Living in Costa Rica can be a healthy experience! According to the United Nations, Costa Rica is in first place in Latin America for the development of curative and preventative diseases, a ranking that places it with Canada and the United States in the top 20 in the world. In fact, this small topical paradise surpasses the United States in both infant mortality and life expectancy.
So what sets Costa Rica apart form Mexico and other Central American countries? There are many factors, but probably the most fundamental is Costa Rica's strong and undying commitment to maintaining a high level of water quality. Unlike most of Latin America, you can drink the water! This applies to San Jose and the larger cities as well as small rural villages. All over the country, water quality and sewage treatment facilities are stringently monitored, and those few sources that are deemed unsafe to visitors are exposed. As a result, water quality standards have greatly benefited the restaurant industry. This coupled with their natural tendency for cleanliness and sanitation, Costa Ricans maintain extraordinarily high standards for their restaurants.
Like the water, Costa Rica's health care system is well above par. Subsidized through the social security system (Caja Costarricense de Sergo Social, or CCSSS), low-cost, high-quality medical care is readily available to those who need it. CCSSS hospitals treat all Costa Ricans for free. In addition, foreign residents who pay a small, monthly income-based fee (between US$40-50) can be covered under the government plan. While the medical care is of high quality, patients can expect to encounter long lines and shorter appointments. Generally, the CCSSS hospitals can be crowded and well-used.
Patients that want a higher level of care and more attention can opt to see a private doctor. Prices can vary considerably, but generally they are remarkably lower than in the United States. On average, a routine visit to a private doctor can cost between US$20 and US$40 in San Jose. A night in a first rate private hospital might cost US$95. That rate is for a private room with private bath, color television and what many consider as "excellent" hospital food.

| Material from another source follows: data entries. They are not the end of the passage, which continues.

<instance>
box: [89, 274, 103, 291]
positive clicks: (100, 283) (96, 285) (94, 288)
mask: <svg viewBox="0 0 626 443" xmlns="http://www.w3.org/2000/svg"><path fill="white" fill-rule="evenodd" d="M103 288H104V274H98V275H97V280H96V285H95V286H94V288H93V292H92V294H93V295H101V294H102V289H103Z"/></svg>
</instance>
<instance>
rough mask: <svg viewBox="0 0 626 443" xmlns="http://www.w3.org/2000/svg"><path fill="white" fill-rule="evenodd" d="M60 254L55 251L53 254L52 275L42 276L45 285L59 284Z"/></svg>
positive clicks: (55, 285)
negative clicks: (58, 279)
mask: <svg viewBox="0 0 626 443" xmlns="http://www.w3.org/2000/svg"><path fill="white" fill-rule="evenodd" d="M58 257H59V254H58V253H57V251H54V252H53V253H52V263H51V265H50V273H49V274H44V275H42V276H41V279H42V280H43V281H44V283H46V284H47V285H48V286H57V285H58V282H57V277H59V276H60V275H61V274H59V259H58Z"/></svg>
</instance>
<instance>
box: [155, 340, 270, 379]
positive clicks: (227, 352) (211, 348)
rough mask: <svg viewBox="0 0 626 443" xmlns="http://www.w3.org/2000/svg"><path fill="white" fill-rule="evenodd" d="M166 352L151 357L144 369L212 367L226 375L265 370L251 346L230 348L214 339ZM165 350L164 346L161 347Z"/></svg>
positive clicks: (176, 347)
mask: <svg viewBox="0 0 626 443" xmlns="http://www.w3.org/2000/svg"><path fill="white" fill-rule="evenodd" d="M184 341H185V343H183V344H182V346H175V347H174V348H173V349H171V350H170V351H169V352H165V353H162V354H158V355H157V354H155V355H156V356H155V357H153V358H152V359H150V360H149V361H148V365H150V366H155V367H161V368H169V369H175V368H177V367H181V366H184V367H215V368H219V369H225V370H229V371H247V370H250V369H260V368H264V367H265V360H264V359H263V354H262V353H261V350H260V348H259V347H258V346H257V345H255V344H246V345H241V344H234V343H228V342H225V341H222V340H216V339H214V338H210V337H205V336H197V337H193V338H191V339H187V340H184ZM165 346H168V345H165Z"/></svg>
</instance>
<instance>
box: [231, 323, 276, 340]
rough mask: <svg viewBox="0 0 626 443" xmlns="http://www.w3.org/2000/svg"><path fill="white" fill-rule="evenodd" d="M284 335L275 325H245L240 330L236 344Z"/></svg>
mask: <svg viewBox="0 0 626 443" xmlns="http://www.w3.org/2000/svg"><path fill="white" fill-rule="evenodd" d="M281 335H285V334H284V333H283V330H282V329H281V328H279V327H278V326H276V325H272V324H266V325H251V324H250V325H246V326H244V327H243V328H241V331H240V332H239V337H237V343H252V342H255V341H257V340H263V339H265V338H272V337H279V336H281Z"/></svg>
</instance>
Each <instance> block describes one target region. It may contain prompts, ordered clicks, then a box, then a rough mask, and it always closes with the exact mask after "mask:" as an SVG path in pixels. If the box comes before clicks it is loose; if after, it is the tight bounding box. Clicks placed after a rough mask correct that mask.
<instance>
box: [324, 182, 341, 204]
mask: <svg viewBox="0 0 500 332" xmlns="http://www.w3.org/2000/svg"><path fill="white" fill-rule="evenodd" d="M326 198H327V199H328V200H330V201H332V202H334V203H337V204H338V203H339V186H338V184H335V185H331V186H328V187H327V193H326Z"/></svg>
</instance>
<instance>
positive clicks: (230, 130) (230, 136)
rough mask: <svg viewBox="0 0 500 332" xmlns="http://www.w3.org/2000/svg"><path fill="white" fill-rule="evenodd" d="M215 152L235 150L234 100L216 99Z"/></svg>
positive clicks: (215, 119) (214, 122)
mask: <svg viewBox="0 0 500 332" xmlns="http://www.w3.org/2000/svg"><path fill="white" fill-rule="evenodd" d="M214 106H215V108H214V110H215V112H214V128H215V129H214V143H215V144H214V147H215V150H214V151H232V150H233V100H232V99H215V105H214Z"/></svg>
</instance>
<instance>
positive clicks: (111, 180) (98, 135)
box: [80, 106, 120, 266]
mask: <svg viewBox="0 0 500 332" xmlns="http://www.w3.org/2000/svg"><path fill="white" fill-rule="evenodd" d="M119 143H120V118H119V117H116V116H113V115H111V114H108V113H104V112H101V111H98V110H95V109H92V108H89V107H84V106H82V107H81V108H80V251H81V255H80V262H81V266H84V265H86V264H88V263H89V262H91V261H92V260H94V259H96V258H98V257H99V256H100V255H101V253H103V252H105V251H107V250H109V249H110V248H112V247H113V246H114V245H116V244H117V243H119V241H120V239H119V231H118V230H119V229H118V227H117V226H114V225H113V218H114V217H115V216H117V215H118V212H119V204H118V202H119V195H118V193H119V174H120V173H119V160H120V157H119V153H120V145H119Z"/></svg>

Foreign residents have a lot of choices when it comes to how they want to handle their health care needs. Choosing clinics, doctors, and the mode of payment all take careful consideration. As a foreign resident, one must ask the question, "What kind of health care experience do I want?" As a general rule, the more one pays for their medical treatment, the more choice that person will have in which doctor they will go to, how quickly they will be seen by a physician, and how comfortable their accommodations will be. To answer this question, many residents have combined the best of both the public and private medical systems to create a hybrid health care plan for them and their families. Here's how it works: Many doctors in Costa Rica that work in the public CCSSS hospitals also conduct their own private office hours during the afternoons. Foreign residents can pay the CCSSS membership fee (US$40-50) and visit the free clinics and hospitals in search of a doctor that they like. If this doctor provides a private service in addition to his public practice, the resident can take advantage of both worlds. They can make routine appointments with ease and little delay; however, should they need a complicated and expensive procedure, the CCSSS will cover the expenses.